声が小さい人は”元気がない”、逆に声が大きな人は”元気に満ちている”と感じ取れるように、聴覚から得られる情報を相談に活かしていきます。
思っているよりも人の声は心身の状態による影響を大きく受けます。
元気かどうか以外にも少しの緊張でも声はいつもより小さくなり、慣れた場だと声が大きくなるなども良く体験することでしょう。
これは声の元の宗気が大小となっているわけでなく、緊張による気鬱が声を大小させている要因ですが、このように気の変化の影響は声にすぐに現れます。
他にも声質では震え声やカスレ声、音が籠った声、イライラした声、疑い深い声、鼻をすする音などからも鼻づまりの状態や喉の潤い、感情、喉の状態などを考察することがあります。
また、声の大きさとは違う甲高い声や低い声質なども陰陽虚実などの参考とすることもあります。
言語が錯乱していたり、話のつじつまが合わない、独り言をぶつぶつと言っているなども参考にします。
そんなしゃべり方の人は妊活に関係ないように感じるかもしれませんが、妊活で心を傷めてしまい、話が繋がらなかったり独り言をつぶやく方は少なからずいます。
それらの時は心気虚、心血虚、心陽虚、心陰虚、心火、また瘀血や痰が心に影響するなどの”心”の病変であることが多いです。
また、声だけでなく粗い呼吸は”邪実壅肺”、呼吸が浅い場合は”肺気不足”を示します。
溜め息でも2種類あり、楽になる(発散)する感じのある溜め息は肝気鬱、また回数が多く疲弊しきっている溜め息は気虚がベースとなるなども聞き分けていきます。

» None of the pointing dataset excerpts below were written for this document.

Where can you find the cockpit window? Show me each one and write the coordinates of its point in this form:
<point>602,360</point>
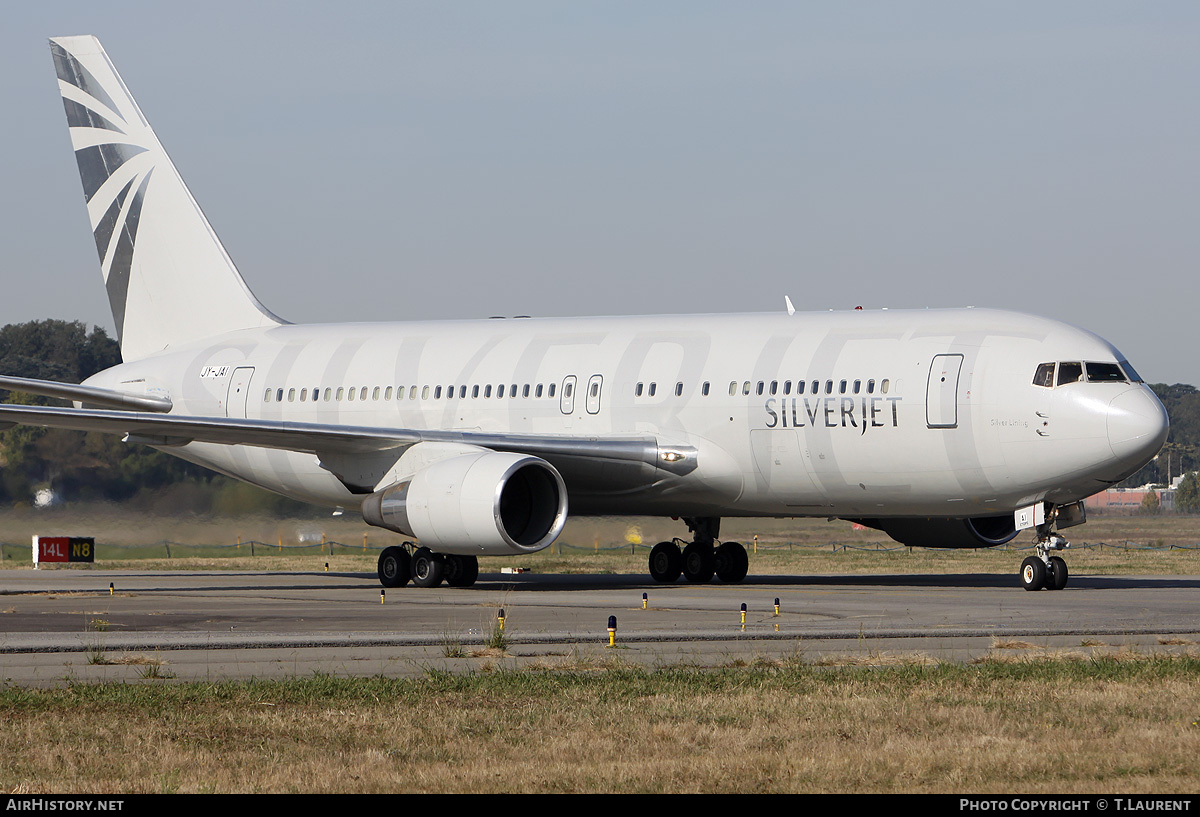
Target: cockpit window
<point>1069,373</point>
<point>1129,371</point>
<point>1044,376</point>
<point>1104,373</point>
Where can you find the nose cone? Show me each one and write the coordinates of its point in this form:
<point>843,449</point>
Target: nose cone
<point>1138,426</point>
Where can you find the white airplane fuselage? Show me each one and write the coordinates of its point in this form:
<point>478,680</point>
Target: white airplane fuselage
<point>943,427</point>
<point>927,413</point>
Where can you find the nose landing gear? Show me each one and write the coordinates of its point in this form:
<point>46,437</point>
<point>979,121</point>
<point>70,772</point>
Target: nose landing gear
<point>1045,571</point>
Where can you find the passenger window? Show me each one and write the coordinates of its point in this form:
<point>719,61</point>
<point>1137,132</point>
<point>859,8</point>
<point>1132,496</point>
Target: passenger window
<point>1071,372</point>
<point>1044,376</point>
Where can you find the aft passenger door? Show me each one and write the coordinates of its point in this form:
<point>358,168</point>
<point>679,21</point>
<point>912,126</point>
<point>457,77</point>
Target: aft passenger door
<point>942,391</point>
<point>239,391</point>
<point>593,397</point>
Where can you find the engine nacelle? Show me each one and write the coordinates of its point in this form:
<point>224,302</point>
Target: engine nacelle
<point>977,532</point>
<point>472,504</point>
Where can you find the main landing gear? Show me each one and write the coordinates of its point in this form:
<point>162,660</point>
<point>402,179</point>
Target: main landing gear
<point>700,559</point>
<point>1045,571</point>
<point>425,568</point>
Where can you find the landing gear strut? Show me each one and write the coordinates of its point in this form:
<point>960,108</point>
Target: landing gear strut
<point>1045,571</point>
<point>700,559</point>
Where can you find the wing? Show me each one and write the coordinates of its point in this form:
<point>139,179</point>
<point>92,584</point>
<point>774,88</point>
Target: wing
<point>627,461</point>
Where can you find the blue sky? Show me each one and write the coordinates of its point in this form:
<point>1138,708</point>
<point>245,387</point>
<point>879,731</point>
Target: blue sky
<point>456,160</point>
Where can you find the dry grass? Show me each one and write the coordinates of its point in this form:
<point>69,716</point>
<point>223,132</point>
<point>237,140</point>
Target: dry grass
<point>1063,726</point>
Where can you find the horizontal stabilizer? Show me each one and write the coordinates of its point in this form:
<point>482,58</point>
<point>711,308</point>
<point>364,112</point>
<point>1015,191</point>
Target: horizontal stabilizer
<point>87,395</point>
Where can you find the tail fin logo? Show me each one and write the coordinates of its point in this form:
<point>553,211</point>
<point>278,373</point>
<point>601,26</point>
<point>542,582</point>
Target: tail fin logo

他にもお腹が空いた時などに鳴るお腹の音、咳、ゲップ、しゃっくりなども音を参考に分けていきますが、心の病変と違い妊活に関係ないことが多いので割愛します。
匂いからの分析
”聞診”は『聞』としていますが、嗅覚情報の分析も含まれます。
例えば体臭、口臭などです。
排泄物や分泌物の匂いから分析することもありますが、さすがに相談においてそれらを参考にすることはありませんが、相談者から間接的に情報を得ることはあります。
「オリモノの匂いは無臭ではないですが、気になる強い匂いを感じますか?」などは聞いていると思います。
例えば生臭い匂いは痰熱壅肺などを考えたり、また鉄臭い場合は目で見えずとも漏血傾向を読み取ることもあります。
口臭が強い場合は胃熱や湿痰を意識し、口が酸っぱく感じる状態は胃酸が逆流しやすい気逆状態や、食べ物の匂いがずっとする場合は消化不良である脾虚や食傷なども考えていきます。
簡単な分類では臭いが強い場合は熱邪を、逆に臭いが少ないものは寒邪を意識していきます。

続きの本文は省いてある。